Kit: Zimo MX658 (Next18) and YouChoos 15x11mm Sticky Gasket SugarCube speaker
Wonderful Farish design here with Next18 DCC interface, and provision for a speaker, so pretty easy DCC Sound installation...
Tender body clips off revealing the Next18 DCC socket. Here's our MX658N18 sonnd decoder too.
Remove the blanking plate from the model and note the enclosure frame inside the back of the tender, designed for the 15x11mm
speaker. YouChoos have a version perfect for this with a peel-off sticky gasket.
Short lengths of wire are required to be solder to the speaker terminals, which you should do before sticking it into place in
the model. YouChoos will solder the wires for you in preparation if you ask!
Stick it into place firmly and solder the other ends to the speaker pads provided on the underside of the model's PCB. You'll
need to unscrew the PCB temporarily to gain access to them.
Screw the PCB back down and plug in the decoder. Ensure the wires are tucked in sensible places as you close the tender body
Kit: MX648; SugarCube8; LifeLink + 3x 470uF Tall Tantalums
Yes, the Farish Castle runs pretty well anyway, but what if we want more volume from a better speaker, and would like a decent
stay-alive to get over all our trackwork? Well, in this example we show how this can be done, and quite easily too, as long as
you don't mind a bit of modification and soldering work...
Pop off the tender top...
Remove the Next18 PCB and remove the pickup wires...
Strip out the built-in speaker enclosure and peel out the whole mount to reveal a nice flat interior...
Bend back the SugarCube8's terminals and cut short - this will allow the speaker to go flush against the tender roof.
Prepare the rest of the kit, including assembling the stay-alive, which is a LifeLink PCB with 3x 470uF Tall Tantalum
capacitors joined in parallel. We also remove the sleeve from the decoder, as we'll be unsoldering all the unwanted wires (no
lighting required here). In fact, we also unsolder the motor wires too, as we'll be soldering the motor wires in the model
directly to those pads.
On go the motor wires...
Solder the decoder's pickup wires (red and black) to the pickup tabs, and attach the speaker too. Now is a good time to test
it, and ensure that the loco travels in the correct direction - if not, reverse the motor wires. Note we have grey (GROUND) and
blue (+VE) wires ready to accept the stay-alive too. When you're happy with the setup, cover the decoder with some Kapton tape.

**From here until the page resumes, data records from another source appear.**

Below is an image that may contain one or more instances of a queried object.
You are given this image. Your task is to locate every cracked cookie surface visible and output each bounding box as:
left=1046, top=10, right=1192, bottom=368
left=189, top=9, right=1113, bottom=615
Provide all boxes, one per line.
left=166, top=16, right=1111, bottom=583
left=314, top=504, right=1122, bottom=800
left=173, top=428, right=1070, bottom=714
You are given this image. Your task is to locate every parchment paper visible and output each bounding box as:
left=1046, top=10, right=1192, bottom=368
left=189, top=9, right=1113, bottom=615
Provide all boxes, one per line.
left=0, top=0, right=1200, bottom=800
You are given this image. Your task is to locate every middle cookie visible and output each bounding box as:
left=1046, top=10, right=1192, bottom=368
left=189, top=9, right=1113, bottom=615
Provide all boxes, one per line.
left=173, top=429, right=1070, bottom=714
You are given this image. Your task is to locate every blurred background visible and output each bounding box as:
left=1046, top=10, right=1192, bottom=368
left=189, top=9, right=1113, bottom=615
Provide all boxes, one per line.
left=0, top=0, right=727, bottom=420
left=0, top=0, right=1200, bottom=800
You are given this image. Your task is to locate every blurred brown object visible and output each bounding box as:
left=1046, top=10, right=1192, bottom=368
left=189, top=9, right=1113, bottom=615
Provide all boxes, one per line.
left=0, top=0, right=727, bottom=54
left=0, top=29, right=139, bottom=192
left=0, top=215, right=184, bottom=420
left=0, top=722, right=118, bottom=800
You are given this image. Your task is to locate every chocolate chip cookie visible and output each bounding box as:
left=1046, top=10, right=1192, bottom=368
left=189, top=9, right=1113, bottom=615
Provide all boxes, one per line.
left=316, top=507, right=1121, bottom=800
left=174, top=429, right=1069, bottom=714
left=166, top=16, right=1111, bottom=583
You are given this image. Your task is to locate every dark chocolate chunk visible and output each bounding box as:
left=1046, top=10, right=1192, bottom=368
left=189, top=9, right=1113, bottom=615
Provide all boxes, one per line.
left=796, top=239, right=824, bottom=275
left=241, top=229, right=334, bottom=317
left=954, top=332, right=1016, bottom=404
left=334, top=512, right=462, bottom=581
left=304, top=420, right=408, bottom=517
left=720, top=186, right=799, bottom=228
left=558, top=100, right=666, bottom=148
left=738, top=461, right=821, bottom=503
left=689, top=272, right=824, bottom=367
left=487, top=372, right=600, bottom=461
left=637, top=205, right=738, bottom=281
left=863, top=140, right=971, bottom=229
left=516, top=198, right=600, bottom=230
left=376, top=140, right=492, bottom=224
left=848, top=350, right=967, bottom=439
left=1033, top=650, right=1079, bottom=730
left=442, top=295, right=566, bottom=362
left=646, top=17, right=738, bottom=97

A quick check with the tender body back on reveals lots of spare space.
Connect up the LifeLink, cover in Kapton tape too, and slot this on top of the decoder (probably have to do this with the body
off, rather than trying to push it through the hole.
Fits quite comfortably, so just pop the metal coal load back on top and all is done!
We added some crushed lump coal to this one too, but this is all about the bigger speaker and the stay-alive - fabulous runner!